5) Phospholipase Cγ/protein kinase C pathway [44] -[47] .

2.4. Dysregulation and Oncogenesis

Dysregulation of the EGF signaling network is implicated in cancer, diabetes, autoimmune, inflammatory, cardiovascular and nervous system disorders [3] [5] .

Loss of control of the cell functions mediated by the EGF signaling network is a hallmark of oncogenesis, in which the balance between cell proliferation and differentiation is disturbed. Several types of human cancer associated with dysregulation of the EGF signaling network [3] .

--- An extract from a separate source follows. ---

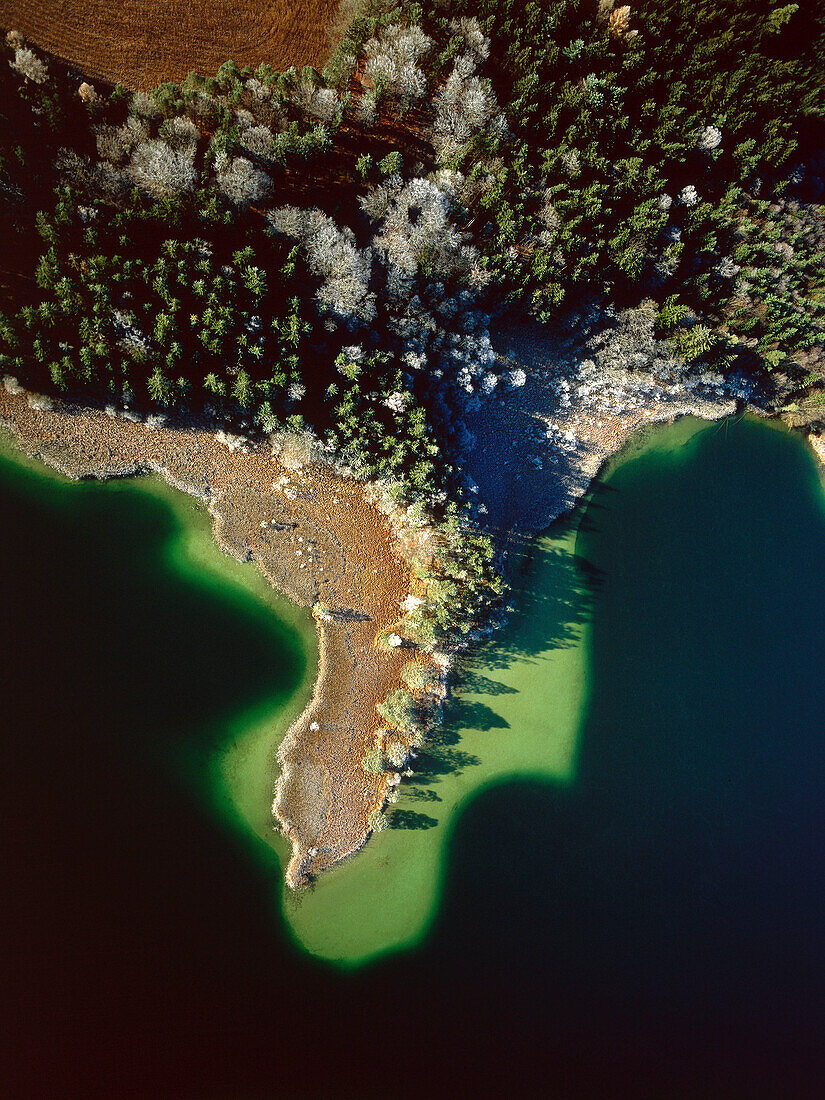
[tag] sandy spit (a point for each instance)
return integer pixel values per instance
(315, 538)
(817, 441)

In cancer, the EGF signaling network becomes hyperactivated with various mechanisms (ligand overproduction, receptor overproduction, constitutive receptor activation) [5] [7] [48] . Moreover contributes in proliferation, transformation, angiogenesis, migration and invasion [6] .

3. Endometrial Cancer

3.1. Classification

EC is the most common malignancy of the female genital tract [1] . Based on clinical and pathological features, sporadic EC is classified into 2 types [49] [50] .

1) Type I EC, represents the majority of sporadic EC cases (70% - 80%) [49] [50] . It is usually well differentiated and endometrioid in histology [49] -[51] . It is estrogen-related, usually arises from endometrial hyperplasia, has less aggressive clinical course and favorable prognosis [49] [50] [52] .

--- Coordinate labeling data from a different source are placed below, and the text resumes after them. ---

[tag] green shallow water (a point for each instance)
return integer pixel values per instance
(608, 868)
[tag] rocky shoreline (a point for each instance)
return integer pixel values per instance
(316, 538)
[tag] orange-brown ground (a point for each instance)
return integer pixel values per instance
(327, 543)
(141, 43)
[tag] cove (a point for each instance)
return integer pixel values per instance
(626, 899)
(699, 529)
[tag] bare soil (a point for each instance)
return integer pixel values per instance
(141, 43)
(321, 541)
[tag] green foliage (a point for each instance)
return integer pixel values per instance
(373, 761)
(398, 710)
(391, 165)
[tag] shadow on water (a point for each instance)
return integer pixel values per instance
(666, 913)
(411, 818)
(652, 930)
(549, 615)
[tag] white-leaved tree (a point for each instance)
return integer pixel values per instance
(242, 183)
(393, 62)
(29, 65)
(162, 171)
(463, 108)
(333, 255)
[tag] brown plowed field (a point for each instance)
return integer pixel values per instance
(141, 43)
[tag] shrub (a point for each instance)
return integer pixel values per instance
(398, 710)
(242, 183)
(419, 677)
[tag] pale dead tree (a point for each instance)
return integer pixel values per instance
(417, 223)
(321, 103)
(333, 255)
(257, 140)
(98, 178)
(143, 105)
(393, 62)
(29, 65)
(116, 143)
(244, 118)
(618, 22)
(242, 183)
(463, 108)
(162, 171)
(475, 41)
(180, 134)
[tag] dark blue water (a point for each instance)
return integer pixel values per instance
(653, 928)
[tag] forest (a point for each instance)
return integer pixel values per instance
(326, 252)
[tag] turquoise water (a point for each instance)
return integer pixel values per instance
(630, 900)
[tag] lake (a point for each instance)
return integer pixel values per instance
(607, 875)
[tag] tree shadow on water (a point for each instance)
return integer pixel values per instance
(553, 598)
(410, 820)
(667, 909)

2) Type II EC, represents the minority of sporadic EC cases (10% - 20%) [49] [50] . It is poorly differentiated and usually papillary serous or clear cell in histology [49] -[51] . It is not estrogen-related, arises from atrophic endometrium, has aggressive clinical course and propensity for early spread and poor prognosis [49] [53] [54] .

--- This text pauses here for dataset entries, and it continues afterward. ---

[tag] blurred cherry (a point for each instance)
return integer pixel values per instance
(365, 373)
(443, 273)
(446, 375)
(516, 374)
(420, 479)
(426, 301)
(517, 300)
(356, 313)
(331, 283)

3.2. Expression and Clinical Significance of ErbB Receptors

Due to the inactive status of postmenopausal endometrium, it is expectable to find significantly higher expression of the ErbB receptors in EC tissue [55] .

In endometrium, EGFR localized to the basal part of surface epithelial cells, only in stromal cells, or both to epithelial and stromal cells [56] -[65] . It is primarily located to the cell membrane but also located to the cytoplasm [55] [61] -[69] .

In unselected patients with EC, it has been reported EGFR expression in 43% - 67% of cases [61] -[63] [67] -[72] . In patients with type I EC, it has been reported EGFR expression in 46% of cases [63] . In patients with type II EC, it has been reported EGFR expression in 34% - 50% of cases [63] [64] [71] .

EGFR over expression may have a dual role in EC [71] . It seems that in type I EC, EGFR overexpression did not affect disease progression [71] . However in type II endometrial cancer, EGFR overexpression associated with high grade disease and adverse clinical outcome [63] [64] [71] .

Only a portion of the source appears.